NAIROBI, Dec. 16 (Xinhua) — Harrison Kamande’s meteoric rise from an ordinary constable to a sergeant at the Kenya Wildlife Service (KWS) has been an inspiration to his younger peers on the frontline of protecting iconic species like elephants and rhinos from human induced threats.
The 35 years old father of four had limited interaction with Kenya’s wildlife heritage while growing up in a farming village but came to appreciate its enormous value later in adulthood when he graduated from a rangers’ training school.
Kamande was among dozens of rangers who were awarded cash prizes and certificates of recognition on Sunday when Kenya marked Conservation Heroes Day, thanks to their selfless dedication towards wildlife protection.
“The job of a wildlife ranger is not meant for the faint-hearted. Danger lurks in every corner of the jungle as we go about the business of protecting flora and fauna,” Kamande remarked.
He recounted chilling encounter with large mammals like buffaloes, rhinos and elephants while patrolling the wildlife parks with colleagues but escaped unhurt after making good use of paramilitary training he underwent after high school.
Kamande noted that protecting Kenya’s wildlife species has become a risky enterprise in the wake of poaching and human-wildlife conflicts linked to shrinking habitat for animals and climatic stresses.
“While in the middle of the forest, it is not unusual for an animal to emerge from nowhere and charge at a human being who has intruded into its territory. An encounter with bandits who hunt these animals is a chilling prospect,” said Kamande.
He beamed with a sense of pride and relief upon receiving a token of appreciation for exemplary service at the agency in charge of managing Kenya’s wildlife sanctuaries.
Kenyan First Lady, Margaret Kenyatta presented cash prizes and certificates of recognition to living conservation heroes like Kamande in recognition of their selfless devotion towards protection of wildlife.
“The sacrifice of men and women who protect our wildlife heritage should be recognized and rewarded. Our wildlife numbers have gone up as a result of dedication of these gallant foot soldiers,” Kenyatta said.
She reaffirmed the government’s commitment to improve welfare of wildlife rangers through re-training, provision of medical insurance and protective gear.
Hundreds of armed rangers who guard wildlife sanctuaries spread across Kenya’s vast savannah have developed a strong affinity towards iconic wildlife species that are a major source of tourism revenue in the East Africa’s largest economy.
Elka Makhanu, a female ranger with 14 years of experience guarding different national parks in the country said she felt honored to be part of the team that is protecting wildlife treasures despite the inherent risks.
“It feels great to be among the few female wildlife rangers in the country and the job is laden with many risks but am determined to protect a heritage that was bequeathed to us by our ancestors,” said Makhanu.
The bubbly ranger with athletic features said that spending time inside protected wildlife areas for more than a decade strengthened her resilience in the face of numerous dangers.
“I appreciate the vast knowledge I have gained working as a ranger and look forward to mentoring young people who are keen to venture in this vocation. The rewards are myriad if there is passion and commitment,” said Makhanu.
Kenya wildlife service (KWS) and partners have come up with a reward scheme for rangers whose outstanding performance has contributed to enhanced protection of iconic species facing threat of poaching.
Charles Musyoki, acting director general of KWS said that motivating wildlife rangers amid mounting threat to their safety has been a priority to enhance protection of iconic species like large herbivores, carnivores, birds and reptiles.

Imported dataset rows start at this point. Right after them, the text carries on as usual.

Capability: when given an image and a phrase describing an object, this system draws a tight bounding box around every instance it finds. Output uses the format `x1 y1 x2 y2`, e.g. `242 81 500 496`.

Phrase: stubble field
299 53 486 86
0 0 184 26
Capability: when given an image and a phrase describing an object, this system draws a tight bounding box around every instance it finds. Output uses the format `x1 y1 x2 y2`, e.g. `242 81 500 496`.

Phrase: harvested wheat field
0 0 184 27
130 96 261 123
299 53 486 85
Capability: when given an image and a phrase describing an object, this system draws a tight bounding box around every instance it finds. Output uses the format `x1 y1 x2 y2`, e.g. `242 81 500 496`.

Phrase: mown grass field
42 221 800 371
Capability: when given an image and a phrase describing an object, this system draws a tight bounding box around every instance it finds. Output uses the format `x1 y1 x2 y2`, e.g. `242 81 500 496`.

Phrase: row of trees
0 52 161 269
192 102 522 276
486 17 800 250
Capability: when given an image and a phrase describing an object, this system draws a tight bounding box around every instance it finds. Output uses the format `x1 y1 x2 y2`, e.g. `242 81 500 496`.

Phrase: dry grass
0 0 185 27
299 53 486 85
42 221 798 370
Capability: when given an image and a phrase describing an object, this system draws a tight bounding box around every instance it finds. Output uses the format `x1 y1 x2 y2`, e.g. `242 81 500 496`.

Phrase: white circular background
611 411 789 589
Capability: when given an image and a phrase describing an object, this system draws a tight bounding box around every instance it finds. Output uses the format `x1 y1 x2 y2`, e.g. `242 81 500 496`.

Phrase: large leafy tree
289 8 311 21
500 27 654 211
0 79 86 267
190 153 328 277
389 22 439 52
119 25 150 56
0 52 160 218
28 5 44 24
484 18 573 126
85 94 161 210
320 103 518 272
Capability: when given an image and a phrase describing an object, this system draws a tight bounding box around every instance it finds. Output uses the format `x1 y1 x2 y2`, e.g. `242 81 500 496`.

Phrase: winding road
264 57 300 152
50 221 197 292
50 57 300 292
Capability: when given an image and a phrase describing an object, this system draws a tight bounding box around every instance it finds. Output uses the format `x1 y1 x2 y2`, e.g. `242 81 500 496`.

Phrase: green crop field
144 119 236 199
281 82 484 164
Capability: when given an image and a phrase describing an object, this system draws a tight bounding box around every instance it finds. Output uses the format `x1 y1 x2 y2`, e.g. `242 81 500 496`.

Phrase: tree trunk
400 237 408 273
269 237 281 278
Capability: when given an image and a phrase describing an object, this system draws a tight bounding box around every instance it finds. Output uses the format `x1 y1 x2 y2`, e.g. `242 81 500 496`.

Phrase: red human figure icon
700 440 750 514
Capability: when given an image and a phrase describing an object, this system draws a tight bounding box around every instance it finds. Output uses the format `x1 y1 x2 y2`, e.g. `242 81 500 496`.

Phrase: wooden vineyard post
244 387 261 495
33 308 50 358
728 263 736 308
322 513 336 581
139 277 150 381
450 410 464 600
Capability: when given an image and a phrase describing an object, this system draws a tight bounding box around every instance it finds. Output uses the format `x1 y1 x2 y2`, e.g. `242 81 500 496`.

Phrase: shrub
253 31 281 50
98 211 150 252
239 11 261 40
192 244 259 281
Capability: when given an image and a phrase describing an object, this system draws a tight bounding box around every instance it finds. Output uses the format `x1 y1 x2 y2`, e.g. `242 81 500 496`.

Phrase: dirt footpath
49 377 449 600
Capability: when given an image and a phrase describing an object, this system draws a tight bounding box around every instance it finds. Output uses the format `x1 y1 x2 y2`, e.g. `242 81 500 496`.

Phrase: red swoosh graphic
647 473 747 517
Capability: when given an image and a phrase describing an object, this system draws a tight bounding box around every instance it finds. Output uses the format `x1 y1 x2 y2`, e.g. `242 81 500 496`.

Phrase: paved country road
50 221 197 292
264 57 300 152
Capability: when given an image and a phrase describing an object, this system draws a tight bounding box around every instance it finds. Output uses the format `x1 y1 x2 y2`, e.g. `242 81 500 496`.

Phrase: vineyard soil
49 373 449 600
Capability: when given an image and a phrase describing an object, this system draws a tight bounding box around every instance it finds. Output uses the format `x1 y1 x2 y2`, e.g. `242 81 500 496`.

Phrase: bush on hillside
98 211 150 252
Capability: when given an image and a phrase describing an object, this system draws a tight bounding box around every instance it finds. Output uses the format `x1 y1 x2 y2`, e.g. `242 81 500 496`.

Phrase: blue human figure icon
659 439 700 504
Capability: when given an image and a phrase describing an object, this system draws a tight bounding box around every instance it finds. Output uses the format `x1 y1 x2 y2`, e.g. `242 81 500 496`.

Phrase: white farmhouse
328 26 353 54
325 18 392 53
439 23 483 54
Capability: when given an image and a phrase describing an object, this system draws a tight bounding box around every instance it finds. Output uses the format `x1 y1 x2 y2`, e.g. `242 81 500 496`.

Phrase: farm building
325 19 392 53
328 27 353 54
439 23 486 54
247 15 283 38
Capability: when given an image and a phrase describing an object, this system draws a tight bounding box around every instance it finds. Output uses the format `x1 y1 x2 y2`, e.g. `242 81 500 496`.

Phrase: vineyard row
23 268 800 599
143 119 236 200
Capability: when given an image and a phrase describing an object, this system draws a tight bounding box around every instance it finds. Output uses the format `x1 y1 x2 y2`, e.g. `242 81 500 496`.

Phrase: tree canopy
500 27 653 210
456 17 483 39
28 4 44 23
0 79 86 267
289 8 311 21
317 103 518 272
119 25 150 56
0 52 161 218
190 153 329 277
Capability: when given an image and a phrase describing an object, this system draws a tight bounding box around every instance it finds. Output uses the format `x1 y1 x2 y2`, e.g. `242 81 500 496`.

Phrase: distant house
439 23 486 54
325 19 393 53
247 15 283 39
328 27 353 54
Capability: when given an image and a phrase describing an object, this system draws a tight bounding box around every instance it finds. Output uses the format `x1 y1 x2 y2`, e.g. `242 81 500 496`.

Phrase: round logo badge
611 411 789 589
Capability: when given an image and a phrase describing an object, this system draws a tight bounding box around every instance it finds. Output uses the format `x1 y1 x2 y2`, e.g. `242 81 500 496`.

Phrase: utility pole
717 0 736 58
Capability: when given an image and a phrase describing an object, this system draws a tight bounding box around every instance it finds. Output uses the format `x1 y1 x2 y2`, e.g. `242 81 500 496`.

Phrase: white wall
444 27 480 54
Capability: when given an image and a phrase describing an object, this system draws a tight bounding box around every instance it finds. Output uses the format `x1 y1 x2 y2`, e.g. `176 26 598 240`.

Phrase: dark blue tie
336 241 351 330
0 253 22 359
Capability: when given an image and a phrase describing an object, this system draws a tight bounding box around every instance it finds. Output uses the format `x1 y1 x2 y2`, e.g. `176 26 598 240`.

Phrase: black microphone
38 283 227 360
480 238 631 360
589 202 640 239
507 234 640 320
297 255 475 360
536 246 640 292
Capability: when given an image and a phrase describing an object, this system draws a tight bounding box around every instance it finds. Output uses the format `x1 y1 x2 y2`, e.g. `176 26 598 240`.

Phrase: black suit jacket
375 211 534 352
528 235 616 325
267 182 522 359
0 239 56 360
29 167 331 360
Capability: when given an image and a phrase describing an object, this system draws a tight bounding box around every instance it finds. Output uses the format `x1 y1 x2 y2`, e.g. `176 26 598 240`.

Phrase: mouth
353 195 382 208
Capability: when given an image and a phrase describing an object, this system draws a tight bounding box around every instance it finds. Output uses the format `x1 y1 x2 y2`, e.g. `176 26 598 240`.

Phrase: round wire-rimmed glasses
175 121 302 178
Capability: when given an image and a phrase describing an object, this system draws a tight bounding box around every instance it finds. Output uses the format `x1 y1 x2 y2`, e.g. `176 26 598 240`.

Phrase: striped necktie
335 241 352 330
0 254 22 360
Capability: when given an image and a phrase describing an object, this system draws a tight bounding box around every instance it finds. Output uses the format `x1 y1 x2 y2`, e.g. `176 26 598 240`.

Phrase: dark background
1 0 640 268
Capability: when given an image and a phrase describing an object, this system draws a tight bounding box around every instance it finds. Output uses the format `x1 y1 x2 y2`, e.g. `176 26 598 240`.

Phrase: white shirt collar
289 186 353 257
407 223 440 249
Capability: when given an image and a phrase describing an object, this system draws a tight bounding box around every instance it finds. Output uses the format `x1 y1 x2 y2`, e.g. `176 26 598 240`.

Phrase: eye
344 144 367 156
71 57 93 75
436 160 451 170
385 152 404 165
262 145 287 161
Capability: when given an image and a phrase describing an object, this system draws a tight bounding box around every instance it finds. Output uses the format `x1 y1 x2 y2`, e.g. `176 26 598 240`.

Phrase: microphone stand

“We are committed to providing incentives to rangers whose contribution to survival of our wildlife heritage is critical. These rangers have demonstrated high levels of patriotism while protecting a resource that we are proud to bequeath to future generations,” said Musyoki.
Raphael Muthama, an assistant warden 2 who is in charge of wildlife sanctuaries in northern Kenya said his 17 years’ experience as a ranger taught him the value of cherishing iconic species that are embedded in Kenya’s heritage.
“It requires sacrifice for one to work as a ranger. Living in the jungles while protecting wildlife is a highly risky undertaking. We often dodge bullets from poachers and an attack from the animals is a real possibility,” said Muthama.
The 37 years old father of two vowed to be on the frontline of protecting iconic wildlife species given their contribution to the country’s prosperity and ecosystem balance.